La actividad del club que cuando hay un invitado es abierta al público convocó en torno al profesor Carlos López Otín a unas cuarenta personas que se reunieron, como es habitual, en la biblioteca, en familia a conversar de vida y muerte, entropía y armonía, conocimiento e ignorancia.
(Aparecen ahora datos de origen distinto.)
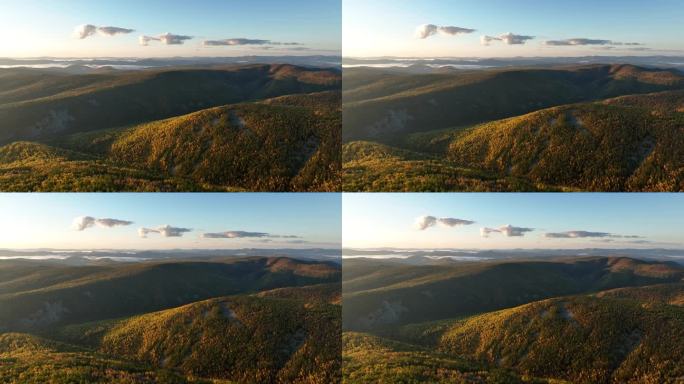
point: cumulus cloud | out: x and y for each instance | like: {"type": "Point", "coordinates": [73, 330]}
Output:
{"type": "Point", "coordinates": [246, 234]}
{"type": "Point", "coordinates": [244, 41]}
{"type": "Point", "coordinates": [426, 30]}
{"type": "Point", "coordinates": [166, 38]}
{"type": "Point", "coordinates": [424, 222]}
{"type": "Point", "coordinates": [578, 41]}
{"type": "Point", "coordinates": [506, 230]}
{"type": "Point", "coordinates": [583, 41]}
{"type": "Point", "coordinates": [83, 222]}
{"type": "Point", "coordinates": [507, 38]}
{"type": "Point", "coordinates": [164, 230]}
{"type": "Point", "coordinates": [234, 235]}
{"type": "Point", "coordinates": [86, 30]}
{"type": "Point", "coordinates": [585, 234]}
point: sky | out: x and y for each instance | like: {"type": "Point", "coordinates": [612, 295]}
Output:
{"type": "Point", "coordinates": [456, 28]}
{"type": "Point", "coordinates": [513, 220]}
{"type": "Point", "coordinates": [40, 28]}
{"type": "Point", "coordinates": [154, 221]}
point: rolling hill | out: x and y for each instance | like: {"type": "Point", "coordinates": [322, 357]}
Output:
{"type": "Point", "coordinates": [281, 144]}
{"type": "Point", "coordinates": [596, 335]}
{"type": "Point", "coordinates": [378, 294]}
{"type": "Point", "coordinates": [123, 290]}
{"type": "Point", "coordinates": [591, 128]}
{"type": "Point", "coordinates": [250, 127]}
{"type": "Point", "coordinates": [243, 320]}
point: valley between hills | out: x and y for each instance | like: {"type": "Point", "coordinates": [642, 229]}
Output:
{"type": "Point", "coordinates": [247, 127]}
{"type": "Point", "coordinates": [554, 320]}
{"type": "Point", "coordinates": [216, 320]}
{"type": "Point", "coordinates": [539, 128]}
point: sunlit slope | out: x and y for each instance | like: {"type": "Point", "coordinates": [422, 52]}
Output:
{"type": "Point", "coordinates": [369, 166]}
{"type": "Point", "coordinates": [34, 360]}
{"type": "Point", "coordinates": [126, 290]}
{"type": "Point", "coordinates": [629, 143]}
{"type": "Point", "coordinates": [581, 339]}
{"type": "Point", "coordinates": [391, 105]}
{"type": "Point", "coordinates": [400, 294]}
{"type": "Point", "coordinates": [285, 143]}
{"type": "Point", "coordinates": [624, 144]}
{"type": "Point", "coordinates": [372, 359]}
{"type": "Point", "coordinates": [92, 102]}
{"type": "Point", "coordinates": [245, 339]}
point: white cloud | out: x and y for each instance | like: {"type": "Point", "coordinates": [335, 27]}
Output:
{"type": "Point", "coordinates": [86, 30]}
{"type": "Point", "coordinates": [584, 41]}
{"type": "Point", "coordinates": [166, 38]}
{"type": "Point", "coordinates": [506, 230]}
{"type": "Point", "coordinates": [507, 38]}
{"type": "Point", "coordinates": [245, 234]}
{"type": "Point", "coordinates": [83, 222]}
{"type": "Point", "coordinates": [164, 230]}
{"type": "Point", "coordinates": [424, 222]}
{"type": "Point", "coordinates": [585, 234]}
{"type": "Point", "coordinates": [426, 30]}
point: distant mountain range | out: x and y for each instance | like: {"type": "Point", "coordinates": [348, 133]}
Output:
{"type": "Point", "coordinates": [581, 319]}
{"type": "Point", "coordinates": [418, 64]}
{"type": "Point", "coordinates": [575, 128]}
{"type": "Point", "coordinates": [246, 320]}
{"type": "Point", "coordinates": [133, 63]}
{"type": "Point", "coordinates": [252, 127]}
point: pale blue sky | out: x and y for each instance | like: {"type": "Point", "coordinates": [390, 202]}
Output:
{"type": "Point", "coordinates": [387, 220]}
{"type": "Point", "coordinates": [45, 220]}
{"type": "Point", "coordinates": [386, 27]}
{"type": "Point", "coordinates": [32, 28]}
Un formato que López Otín había dicho que prefería por la cercanía y por la posibilidad de interactuar con los participantes lejos de un tono más académico.
El autor, que escribió este libro en un momento personal muy doloroso, puso sobre la mesa conceptos científicos como genoma y apoptosis, epigenoma y microbiota, pero también mostró al hombre del Renacimiento que lleva y su inmenso interés por la Cultura, interés que intenta transmitir a sus discípulos cuando los acompaña, por ejemplo, al Museo de Bellas Artes de Asturias para “que conozcan más cosas además del laboratorio”. El libro que ha sido calificado de “autoayuda” es un libro de divulgación científica que sana. Una obra que sirvió de catarsis a su autor y que nos muestra “el camino” para la consecución de la felicidad. Un texto que nos presenta a Sammy Basso, como una de las personas más felices que conoce, cuyo ejemplo «demuestra que, incluso en condiciones tan adversas como las de una enfermedad incurable y devastadora, la vida encuentra argumentos para sostenerse y para abrir nuevas ventanas a la felicidad total». En el que nos cuenta también su proyecto de “consulta genómica social”, para afirmar en otro de los pasajes que “deberíamos estar mucho más implicados en el cuidado de nuestra salud; una sociedad educada desde la infancia en el cuidado de la salud es una sociedad más sana y más justa”. Y como tampoco se esconde para hacer una crítica importante al sistema cuando habla de la ciencia como derecho: “hay que ser conscientes de que la ciencia es un derecho fundamental del ciudadano y no un adorno para complementar agendas políticas, económicas o sociales”.
Un hombre humilde que nos enseñó ayer tarde, una vez más, que para ser grande hay que ser pequeño.
Al finalizar el acto Margarita Prieto le entregó el libro “La forja de un valle, Historia minera y siderúrgica de los valles del Trubia” de Antidio Martínez y Toño Huerta, y el protagonista de la tarde firmó en el libro de firmas del club.